麻里亜が生前には一度も浮かべたことがないような憎しみに満ちた表情をして口を開く。
 
「私は、12年待ってやっと金澤と結ばれたの! そして金澤の離婚が成立するまで4年間、陰の存在として過ごしてきたの! やっと今度こそ、今度こそ幸せがつかめるはずだったのに! あと一歩、あと一歩のところで病魔に倒れた」
彼女の持つ刀の切っ先が、私の首筋に突き付けられている。
   
「それなのにあなたは、私の願いをかなえると誓いながら、いとも簡単に金澤に愛される存在になった。彼も私に謝って、気持ちの整理がついたら、あなたと結ばれることを望んでいる。だから私は悪魔に魂を売ったの! この刀であなたの魂を切ると、あなたと私の身体が入れ替わる。あなたは麻里亜として死んでいく。私は由紀として金澤と結ばれるけれど、死後に地獄に堕ちる。それでもいい、輪廻転生がここで断ち切られても私は金澤との一度きりの人生を生きることにしたの!」

麻里亜が私の首にあてた刀を軽く引いただけで、音もなく私の首が落ちた。無限の白い闇の中を落ちていきながら私は意識を失っていった。

    **
 
永い夢をから覚めた私は、病院のベッドの上で、何本もの点滴と検査器具を付けられて横たわっている。朦朧とした意識が少しづつもどってくるにつれて自分の名前を思い出しつつある。

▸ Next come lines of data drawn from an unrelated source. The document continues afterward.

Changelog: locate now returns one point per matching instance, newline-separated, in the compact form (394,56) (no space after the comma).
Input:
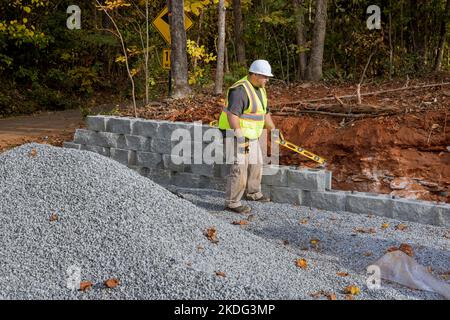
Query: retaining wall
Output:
(155,150)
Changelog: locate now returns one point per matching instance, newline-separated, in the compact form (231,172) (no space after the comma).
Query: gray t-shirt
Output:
(238,100)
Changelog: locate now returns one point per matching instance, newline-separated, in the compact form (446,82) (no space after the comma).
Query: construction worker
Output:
(247,113)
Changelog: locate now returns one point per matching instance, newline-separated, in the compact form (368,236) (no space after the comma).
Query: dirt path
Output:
(51,127)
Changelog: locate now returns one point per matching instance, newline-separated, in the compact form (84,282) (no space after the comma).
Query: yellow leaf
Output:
(301,263)
(353,290)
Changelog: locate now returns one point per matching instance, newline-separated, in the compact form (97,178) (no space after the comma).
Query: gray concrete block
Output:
(203,169)
(119,125)
(137,143)
(71,145)
(100,150)
(275,176)
(100,139)
(122,156)
(96,123)
(416,211)
(286,195)
(141,170)
(332,200)
(377,204)
(444,215)
(167,128)
(185,180)
(266,190)
(161,177)
(173,163)
(161,146)
(307,179)
(212,183)
(145,128)
(149,159)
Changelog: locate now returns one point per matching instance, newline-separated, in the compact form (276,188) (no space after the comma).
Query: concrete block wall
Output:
(147,147)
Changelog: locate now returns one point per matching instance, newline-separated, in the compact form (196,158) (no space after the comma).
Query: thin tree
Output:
(301,40)
(442,37)
(178,56)
(238,33)
(314,70)
(220,48)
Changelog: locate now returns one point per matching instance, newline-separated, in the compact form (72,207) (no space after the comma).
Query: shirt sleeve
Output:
(237,101)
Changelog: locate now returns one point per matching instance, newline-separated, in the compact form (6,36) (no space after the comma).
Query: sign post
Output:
(162,24)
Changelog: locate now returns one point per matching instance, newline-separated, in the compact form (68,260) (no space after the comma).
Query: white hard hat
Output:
(261,67)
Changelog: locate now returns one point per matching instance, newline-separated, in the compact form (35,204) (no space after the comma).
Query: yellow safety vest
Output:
(252,120)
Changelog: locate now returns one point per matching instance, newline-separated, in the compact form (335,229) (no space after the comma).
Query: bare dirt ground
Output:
(393,142)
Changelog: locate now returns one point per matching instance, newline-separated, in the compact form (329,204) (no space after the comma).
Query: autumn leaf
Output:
(406,248)
(211,234)
(240,222)
(33,153)
(362,230)
(112,283)
(401,227)
(85,285)
(301,263)
(353,290)
(342,274)
(385,226)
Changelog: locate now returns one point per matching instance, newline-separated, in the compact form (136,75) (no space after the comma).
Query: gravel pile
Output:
(64,209)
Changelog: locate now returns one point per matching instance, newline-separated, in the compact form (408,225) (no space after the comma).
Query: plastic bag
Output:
(398,267)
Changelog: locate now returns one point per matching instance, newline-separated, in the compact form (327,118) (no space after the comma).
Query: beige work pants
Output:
(245,173)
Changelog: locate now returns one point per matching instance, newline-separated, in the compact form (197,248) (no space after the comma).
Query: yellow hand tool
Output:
(281,141)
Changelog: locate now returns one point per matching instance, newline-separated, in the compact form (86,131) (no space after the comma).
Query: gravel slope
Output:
(113,223)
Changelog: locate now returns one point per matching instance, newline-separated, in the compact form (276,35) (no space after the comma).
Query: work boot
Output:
(243,209)
(262,199)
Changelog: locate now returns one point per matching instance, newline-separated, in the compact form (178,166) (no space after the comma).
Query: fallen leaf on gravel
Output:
(240,222)
(331,296)
(401,227)
(342,274)
(362,230)
(112,283)
(33,153)
(406,248)
(301,263)
(84,285)
(353,290)
(211,234)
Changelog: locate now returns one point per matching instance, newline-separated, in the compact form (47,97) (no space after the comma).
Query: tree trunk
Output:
(442,36)
(301,40)
(314,70)
(220,49)
(178,56)
(238,33)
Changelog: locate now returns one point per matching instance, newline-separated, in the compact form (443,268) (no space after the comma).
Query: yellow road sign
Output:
(166,59)
(161,23)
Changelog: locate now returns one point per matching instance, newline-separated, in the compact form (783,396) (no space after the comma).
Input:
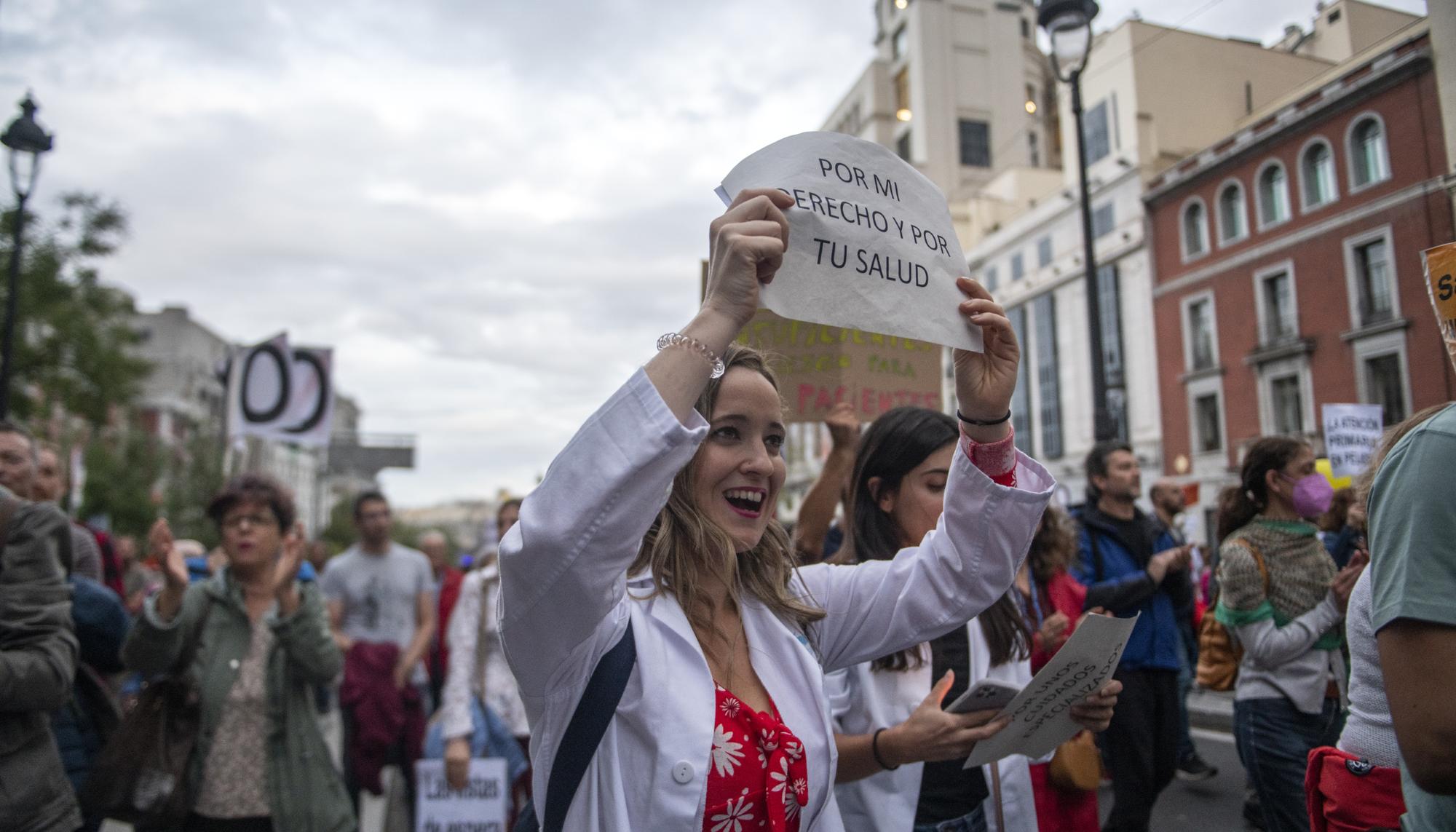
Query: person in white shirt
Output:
(901,754)
(659,518)
(477,664)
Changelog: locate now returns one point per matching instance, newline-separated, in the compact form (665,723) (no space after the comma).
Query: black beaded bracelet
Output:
(874,750)
(984,424)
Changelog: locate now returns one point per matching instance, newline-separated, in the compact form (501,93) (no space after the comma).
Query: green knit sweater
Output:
(1299,575)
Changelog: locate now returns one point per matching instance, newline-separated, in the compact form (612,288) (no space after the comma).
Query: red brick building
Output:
(1288,268)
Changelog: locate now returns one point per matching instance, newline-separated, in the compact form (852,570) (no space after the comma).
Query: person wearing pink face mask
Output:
(1283,600)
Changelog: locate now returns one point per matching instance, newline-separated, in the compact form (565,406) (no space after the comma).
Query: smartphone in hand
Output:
(985,696)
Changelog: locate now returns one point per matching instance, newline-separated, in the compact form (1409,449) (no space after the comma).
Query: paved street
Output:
(1215,805)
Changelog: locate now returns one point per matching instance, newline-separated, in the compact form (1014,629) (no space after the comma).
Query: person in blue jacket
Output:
(1133,566)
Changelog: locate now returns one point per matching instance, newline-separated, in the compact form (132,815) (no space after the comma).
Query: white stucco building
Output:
(1152,95)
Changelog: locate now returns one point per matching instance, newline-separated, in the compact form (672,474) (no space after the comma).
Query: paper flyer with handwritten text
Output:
(1042,718)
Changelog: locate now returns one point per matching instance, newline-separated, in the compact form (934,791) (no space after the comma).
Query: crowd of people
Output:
(650,649)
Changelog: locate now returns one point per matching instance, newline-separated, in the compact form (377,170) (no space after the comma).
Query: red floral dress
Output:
(758,777)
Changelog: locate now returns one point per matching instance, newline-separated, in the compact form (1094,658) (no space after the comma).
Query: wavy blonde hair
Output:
(684,544)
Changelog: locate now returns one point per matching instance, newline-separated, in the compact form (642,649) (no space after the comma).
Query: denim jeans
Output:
(973,823)
(1275,740)
(1187,662)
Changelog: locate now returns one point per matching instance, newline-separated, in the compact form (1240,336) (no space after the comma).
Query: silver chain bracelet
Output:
(676,339)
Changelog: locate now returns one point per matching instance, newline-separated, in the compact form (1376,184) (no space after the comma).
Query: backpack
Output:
(1219,655)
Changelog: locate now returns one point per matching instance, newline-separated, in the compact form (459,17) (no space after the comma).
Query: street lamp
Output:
(1069,25)
(27,143)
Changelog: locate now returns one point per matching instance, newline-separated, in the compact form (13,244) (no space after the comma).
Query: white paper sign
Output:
(481,807)
(282,392)
(871,242)
(1040,715)
(1352,435)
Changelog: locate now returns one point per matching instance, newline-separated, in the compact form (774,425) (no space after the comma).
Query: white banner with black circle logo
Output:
(283,393)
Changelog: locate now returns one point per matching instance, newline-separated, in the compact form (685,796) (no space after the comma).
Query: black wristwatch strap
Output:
(874,750)
(984,422)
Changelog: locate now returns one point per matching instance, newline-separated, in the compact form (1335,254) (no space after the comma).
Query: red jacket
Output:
(384,716)
(1068,597)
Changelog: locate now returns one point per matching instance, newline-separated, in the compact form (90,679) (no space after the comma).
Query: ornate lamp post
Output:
(27,143)
(1069,25)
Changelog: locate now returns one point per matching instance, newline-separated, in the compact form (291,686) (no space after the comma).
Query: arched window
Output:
(1369,162)
(1234,223)
(1196,229)
(1273,195)
(1317,170)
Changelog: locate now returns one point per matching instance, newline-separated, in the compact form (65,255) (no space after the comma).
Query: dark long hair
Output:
(1053,547)
(890,448)
(1007,630)
(1241,504)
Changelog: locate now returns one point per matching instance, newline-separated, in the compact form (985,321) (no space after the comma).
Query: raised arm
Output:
(818,511)
(564,565)
(981,540)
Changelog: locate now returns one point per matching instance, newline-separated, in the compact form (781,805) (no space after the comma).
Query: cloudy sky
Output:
(491,210)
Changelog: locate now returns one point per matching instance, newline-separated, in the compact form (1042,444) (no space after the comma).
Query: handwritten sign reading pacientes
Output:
(1441,281)
(871,240)
(481,807)
(1352,435)
(1040,715)
(820,365)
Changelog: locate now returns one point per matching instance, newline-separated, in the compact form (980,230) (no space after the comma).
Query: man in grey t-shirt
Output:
(381,591)
(1413,562)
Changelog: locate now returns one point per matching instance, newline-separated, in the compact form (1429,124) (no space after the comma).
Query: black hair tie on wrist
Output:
(984,422)
(874,750)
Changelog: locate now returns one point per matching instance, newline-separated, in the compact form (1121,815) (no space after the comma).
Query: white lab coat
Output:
(566,600)
(864,700)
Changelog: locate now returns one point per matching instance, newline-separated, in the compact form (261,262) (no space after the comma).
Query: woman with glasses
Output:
(260,763)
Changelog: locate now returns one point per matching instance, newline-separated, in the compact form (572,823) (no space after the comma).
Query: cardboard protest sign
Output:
(1352,437)
(1040,715)
(481,807)
(820,365)
(282,392)
(871,242)
(1441,282)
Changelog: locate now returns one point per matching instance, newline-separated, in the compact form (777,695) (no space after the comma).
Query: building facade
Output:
(959,89)
(1139,119)
(1288,264)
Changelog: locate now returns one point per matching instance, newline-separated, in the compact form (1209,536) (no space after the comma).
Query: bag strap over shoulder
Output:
(1259,560)
(585,732)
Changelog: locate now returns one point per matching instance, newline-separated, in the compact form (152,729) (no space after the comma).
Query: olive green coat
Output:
(305,791)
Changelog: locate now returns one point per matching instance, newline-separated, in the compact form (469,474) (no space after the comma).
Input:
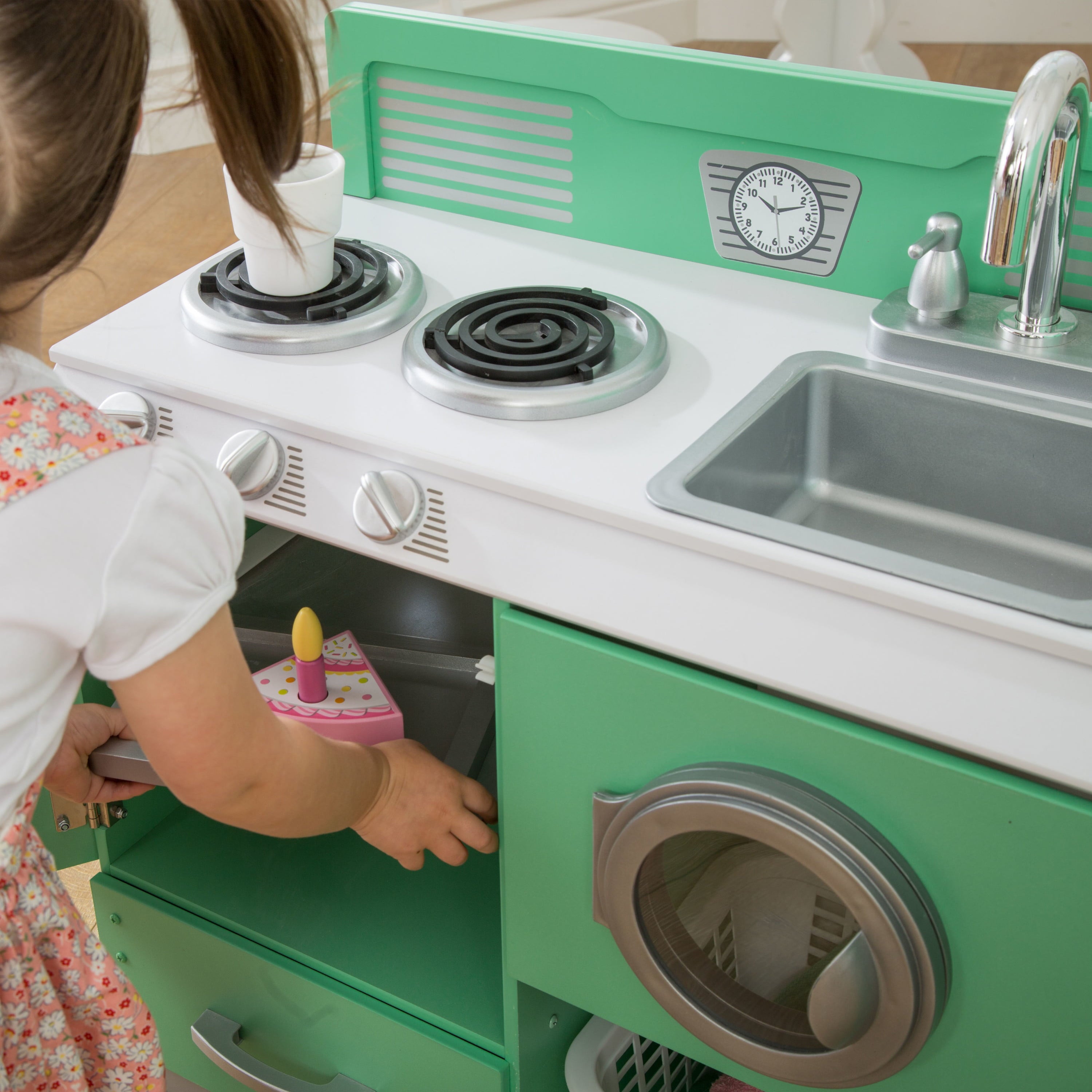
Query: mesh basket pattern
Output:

〝私の名前は由紀……私の名前はユキ……私の名前ユ……私の名前は……私の名前は……私の名前はマ……私の名前はマリ……私の名前はマリア……私の名前は麻里亜!、そう私の名前は麻里亜!、私は余命僅かの癌患者だ。そして意識が混濁する前にやらなけれないけないことがある〟
痛む体を引きづるようにして上体を起こした。そして先ほど見舞いに来た金澤が枕の下に隠した手紙を取り出して読みかけの本に栞とともに挿み、その本を自宅に持ち帰って欲しいと頼んでいた数冊の本の入った箱に放り込んだ。